Enfin, étant donné que nous pouvons satisfaire aux critères grâce aux parents, grands-parents, et arrière-grands-parents, une terre qui est aujourd’hui zonée « blanche » et qui ne sert plus à l’agriculture depuis plusieurs années pourrait potentiellement se qualifier à la déduction pour gains en capital sur une terre agricole.
Avantage d’utiliser la déduction pour gains en capital sur une terre agricole
La valeur des biens fonciers ne cesse d’augmenter depuis plusieurs années. Ce qui accompagne cette augmentation est l’impôt latent sur ces biens fonciers lors d’une disposition future. Lors de la disposition d’un bien comme une terre agricole, le revenu sera augmenté de la moitié de la plus-value du bien depuis l’acquisition de celui-ci (soit le calcul du gain en capital imposable).
Sur des terres qui sont détenues depuis de nombreuses années, cela peut représenter un montant considérable. La déduction pour gains en capital sur une terre agricole permet de réduire ce gain, qui serait ajouté au revenu du particulier.

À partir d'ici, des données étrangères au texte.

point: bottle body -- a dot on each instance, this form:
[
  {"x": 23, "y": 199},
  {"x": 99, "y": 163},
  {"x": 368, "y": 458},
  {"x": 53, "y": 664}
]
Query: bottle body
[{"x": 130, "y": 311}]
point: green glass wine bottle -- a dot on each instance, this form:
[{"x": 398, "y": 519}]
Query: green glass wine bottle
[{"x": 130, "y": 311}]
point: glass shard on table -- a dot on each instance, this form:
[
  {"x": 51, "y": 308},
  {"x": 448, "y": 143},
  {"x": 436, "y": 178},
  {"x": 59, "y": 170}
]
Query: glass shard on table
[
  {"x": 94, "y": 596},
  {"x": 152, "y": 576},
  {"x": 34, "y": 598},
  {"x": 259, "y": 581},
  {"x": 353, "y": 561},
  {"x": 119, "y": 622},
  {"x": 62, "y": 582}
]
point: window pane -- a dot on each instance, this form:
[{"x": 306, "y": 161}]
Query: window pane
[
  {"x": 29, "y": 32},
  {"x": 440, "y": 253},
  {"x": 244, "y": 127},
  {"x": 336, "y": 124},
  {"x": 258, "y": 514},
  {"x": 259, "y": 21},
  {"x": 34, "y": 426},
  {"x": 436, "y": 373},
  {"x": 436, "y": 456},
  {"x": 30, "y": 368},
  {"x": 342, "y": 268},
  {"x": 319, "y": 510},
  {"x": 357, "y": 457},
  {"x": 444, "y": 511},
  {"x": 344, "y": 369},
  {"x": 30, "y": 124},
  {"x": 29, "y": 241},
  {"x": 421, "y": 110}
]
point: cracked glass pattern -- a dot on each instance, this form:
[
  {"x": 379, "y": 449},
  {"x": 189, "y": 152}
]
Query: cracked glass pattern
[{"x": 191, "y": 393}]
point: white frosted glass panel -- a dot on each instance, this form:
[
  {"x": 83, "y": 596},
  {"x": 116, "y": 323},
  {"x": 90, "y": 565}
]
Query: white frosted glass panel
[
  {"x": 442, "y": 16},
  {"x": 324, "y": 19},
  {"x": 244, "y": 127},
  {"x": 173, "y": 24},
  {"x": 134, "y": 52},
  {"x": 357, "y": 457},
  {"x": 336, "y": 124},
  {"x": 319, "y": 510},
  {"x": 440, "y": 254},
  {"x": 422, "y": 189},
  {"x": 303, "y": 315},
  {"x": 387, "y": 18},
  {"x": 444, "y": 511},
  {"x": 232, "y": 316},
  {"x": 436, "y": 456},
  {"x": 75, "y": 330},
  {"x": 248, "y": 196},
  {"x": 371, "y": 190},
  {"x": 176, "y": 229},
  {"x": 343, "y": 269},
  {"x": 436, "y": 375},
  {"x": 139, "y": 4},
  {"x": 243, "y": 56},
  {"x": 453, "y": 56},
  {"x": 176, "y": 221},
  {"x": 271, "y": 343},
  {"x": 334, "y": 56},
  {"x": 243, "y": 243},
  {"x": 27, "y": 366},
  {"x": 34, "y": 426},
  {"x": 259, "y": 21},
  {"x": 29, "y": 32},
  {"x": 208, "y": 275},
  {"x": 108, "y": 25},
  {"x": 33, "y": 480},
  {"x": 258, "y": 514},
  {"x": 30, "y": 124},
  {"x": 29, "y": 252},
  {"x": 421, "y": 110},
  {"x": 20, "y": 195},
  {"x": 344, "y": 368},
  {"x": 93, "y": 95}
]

Pour l’année 2026, le montant de déduction pour gains en capital peut aller jusqu’à 1 275 000 $. Par exemple, si la plus-value sur la terre agricole est de 1 500 000 $, et que tous les critères d’admissibilité sont remplis pour se qualifier à la déduction pour gains en capital sur une terre agricole, alors le revenu sera augmenté de la moitié de la plus-value, soit 750 000 $, mais sera réduit par la suite par la moitié de la déduction pour gains en capital, soit 637 500 $, ce qui représentera une imposition sur un montant de 112 500 $ au lieu de 750 000 $.
Vous l’aurez compris, les mécanismes liés aux biens agricoles sont complexes, donc le présent document se veut seulement une courte introduction en la matière.
Il est cependant important de constater que ces règles fiscales peuvent permettre de payer un impôt moindre lors de la disposition d’un bien agricole, ou lors du décès d’un particulier. Plusieurs planifications peuvent être mises en place en amont pour profiter au maximum de la déduction pour gains en capital, et d’autres mécanismes fiscaux qui ont trait aux biens agricoles.